Administrative duties deflecting from teaching - new survey

By piofficer, Friday, 3rd April 2015 | 0 comments

Teacher workload has increased significantly in recent years and administrative duties are deflecting from the core roles of classroom teaching and learning, according to the findings of a new survey by the Teachers’ Union of Ireland (TUI). The online survey of 545 teachers was carried out by the union in March.

96% of teachers agreed that their workload had increased significantly in recent years, while 97% agreed that they have an increasing amount of work to take home, which impacts on personal time.

Perhaps most telling is a qualitative section which asked teachers to identify issues of most concern in terms of workload. The burden of ever-increasing administrative/bureaucratic duties and usage of the so-called Croke Park and Haddington Road hours repeatedly cropped up as areas of key concern. 

TUI’s Annual Congress takes place in Wexford next week.

Commenting on the findings, TUI General Secretary John MacGabhann said:

‘This survey clearly shows that teacher workload has increased significantly in recent years.

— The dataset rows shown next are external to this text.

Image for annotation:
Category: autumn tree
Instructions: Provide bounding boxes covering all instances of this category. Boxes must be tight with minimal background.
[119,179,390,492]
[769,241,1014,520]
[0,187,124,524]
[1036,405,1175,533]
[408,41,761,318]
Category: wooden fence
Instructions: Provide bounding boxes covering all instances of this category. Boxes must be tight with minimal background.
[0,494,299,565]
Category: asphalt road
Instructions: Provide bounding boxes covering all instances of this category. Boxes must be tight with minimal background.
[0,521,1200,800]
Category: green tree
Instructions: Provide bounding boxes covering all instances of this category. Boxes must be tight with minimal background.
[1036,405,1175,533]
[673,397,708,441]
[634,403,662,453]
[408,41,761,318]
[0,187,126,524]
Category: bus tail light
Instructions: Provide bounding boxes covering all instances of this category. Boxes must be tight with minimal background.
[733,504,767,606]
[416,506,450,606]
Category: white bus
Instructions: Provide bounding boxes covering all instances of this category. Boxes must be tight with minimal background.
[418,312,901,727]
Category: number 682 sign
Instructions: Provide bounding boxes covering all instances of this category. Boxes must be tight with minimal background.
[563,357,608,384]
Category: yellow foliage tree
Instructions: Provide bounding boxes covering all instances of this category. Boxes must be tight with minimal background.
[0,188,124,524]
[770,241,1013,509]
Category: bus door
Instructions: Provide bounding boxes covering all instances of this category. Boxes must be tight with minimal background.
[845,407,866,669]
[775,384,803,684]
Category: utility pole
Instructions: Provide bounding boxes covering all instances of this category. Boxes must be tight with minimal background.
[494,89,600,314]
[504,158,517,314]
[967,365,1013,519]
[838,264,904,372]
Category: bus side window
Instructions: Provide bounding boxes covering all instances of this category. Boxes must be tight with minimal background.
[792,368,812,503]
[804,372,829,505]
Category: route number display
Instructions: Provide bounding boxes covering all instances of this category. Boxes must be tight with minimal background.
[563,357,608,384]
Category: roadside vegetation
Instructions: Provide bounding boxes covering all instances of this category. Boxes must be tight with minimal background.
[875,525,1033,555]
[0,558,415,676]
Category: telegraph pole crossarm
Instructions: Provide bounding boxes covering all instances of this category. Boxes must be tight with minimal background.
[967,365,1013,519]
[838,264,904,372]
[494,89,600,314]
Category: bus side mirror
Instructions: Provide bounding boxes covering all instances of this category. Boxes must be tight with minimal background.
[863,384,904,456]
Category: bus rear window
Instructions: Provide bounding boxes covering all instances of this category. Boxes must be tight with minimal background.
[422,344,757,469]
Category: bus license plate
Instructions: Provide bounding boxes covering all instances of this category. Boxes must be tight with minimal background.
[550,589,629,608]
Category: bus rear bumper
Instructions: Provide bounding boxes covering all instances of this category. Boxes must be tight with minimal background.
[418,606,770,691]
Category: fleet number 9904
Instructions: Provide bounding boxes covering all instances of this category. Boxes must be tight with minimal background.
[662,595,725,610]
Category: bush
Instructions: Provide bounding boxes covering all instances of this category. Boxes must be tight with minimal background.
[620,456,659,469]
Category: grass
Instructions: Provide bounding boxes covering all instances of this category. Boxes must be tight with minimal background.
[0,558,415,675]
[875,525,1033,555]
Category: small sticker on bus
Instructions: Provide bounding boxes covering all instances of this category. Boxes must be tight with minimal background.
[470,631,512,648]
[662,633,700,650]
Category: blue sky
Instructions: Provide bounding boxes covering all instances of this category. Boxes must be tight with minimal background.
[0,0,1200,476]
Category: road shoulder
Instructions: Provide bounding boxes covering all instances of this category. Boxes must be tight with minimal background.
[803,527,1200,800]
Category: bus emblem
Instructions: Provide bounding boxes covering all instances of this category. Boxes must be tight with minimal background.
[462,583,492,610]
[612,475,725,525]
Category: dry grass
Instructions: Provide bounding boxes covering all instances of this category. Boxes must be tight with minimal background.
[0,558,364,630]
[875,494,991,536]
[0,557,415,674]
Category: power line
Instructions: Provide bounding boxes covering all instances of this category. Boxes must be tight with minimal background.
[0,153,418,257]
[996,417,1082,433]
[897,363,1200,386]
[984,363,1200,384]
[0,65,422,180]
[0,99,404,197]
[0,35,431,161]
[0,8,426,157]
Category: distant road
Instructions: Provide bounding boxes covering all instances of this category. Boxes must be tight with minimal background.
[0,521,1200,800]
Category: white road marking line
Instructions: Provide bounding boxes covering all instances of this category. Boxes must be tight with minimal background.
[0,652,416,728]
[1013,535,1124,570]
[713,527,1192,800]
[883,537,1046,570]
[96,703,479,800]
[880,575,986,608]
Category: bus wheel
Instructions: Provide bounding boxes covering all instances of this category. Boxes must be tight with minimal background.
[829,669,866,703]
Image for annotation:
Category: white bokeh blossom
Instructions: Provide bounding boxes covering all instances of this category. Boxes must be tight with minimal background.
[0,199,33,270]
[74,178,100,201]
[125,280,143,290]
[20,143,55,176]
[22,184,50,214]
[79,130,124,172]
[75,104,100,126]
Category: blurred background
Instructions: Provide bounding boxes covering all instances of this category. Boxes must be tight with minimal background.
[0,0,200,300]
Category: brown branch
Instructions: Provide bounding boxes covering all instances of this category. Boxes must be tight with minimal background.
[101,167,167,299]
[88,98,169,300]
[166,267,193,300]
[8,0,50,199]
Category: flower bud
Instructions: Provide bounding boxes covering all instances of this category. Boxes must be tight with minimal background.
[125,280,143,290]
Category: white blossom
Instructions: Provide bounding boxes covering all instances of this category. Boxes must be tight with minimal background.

In addition, it provides further evidence that classroom teachers are being deflected on a daily basis from their core duties of teaching and learning.

Findings illustrate that the work of teachers has become excessively administrative in nature, with an ever-increasing raft of legal and reporting demands. 88% of teachers listed administrative duties as having increased as a proportion of workload over the last five years, with 89% recording an increase in workload relating to participation in school development planning. 92% of teachers logged an increase in working outside of timetabled hours.

The results will come as little surprise to teachers. Schools have been hit with a series of cutbacks over the last seven years. The pupil-teacher-ratio has been worsened, middle-management structures have been substantially dismantled and supports and programmes that benefited vulnerable students have been abolished or cut back. In addition to damaging the service to students, these anti-educational measures have increased teacher workload and have diminished schools’ effectiveness.

On top of this, the volume of legal and reporting demands imposed on teachers has grown exponentially. Indeed, capacity at teacher and school levels to deal with new additional work was among the key factors for teachers in giving an overwhelming mandate for industrial action against the roll-out of the Framework for Junior Cycle. Quite simply, teachers can give no more.

Teachers are also frustrated and disillusioned by the extra hours required under the Croke Park and Haddington Road Agreements and their current usage.

In terms of timetabled hours, it is already clear that Irish teachers work far above the OECD average. The number of teaching hours per annum for Irish second level teachers is 735, which is far in excess (9%) of the OECD average of 675 (OECD lower secondary average: 694; OECD upper secondary average: 655). By way of a local comparison, the number of teaching hours per annum in England is 692 hours, or 6% less. 

Ultimately, students lose out when time is stolen from teaching and learning. If the country truly aspires to providing a world class education system, teachers must be relieved of the intolerable, intrusive and frequently unnecessary administrative burden that has accumulated over recent years. Excessive form-filling and box-ticking are a damaging distraction from the traditional, core values of teaching.’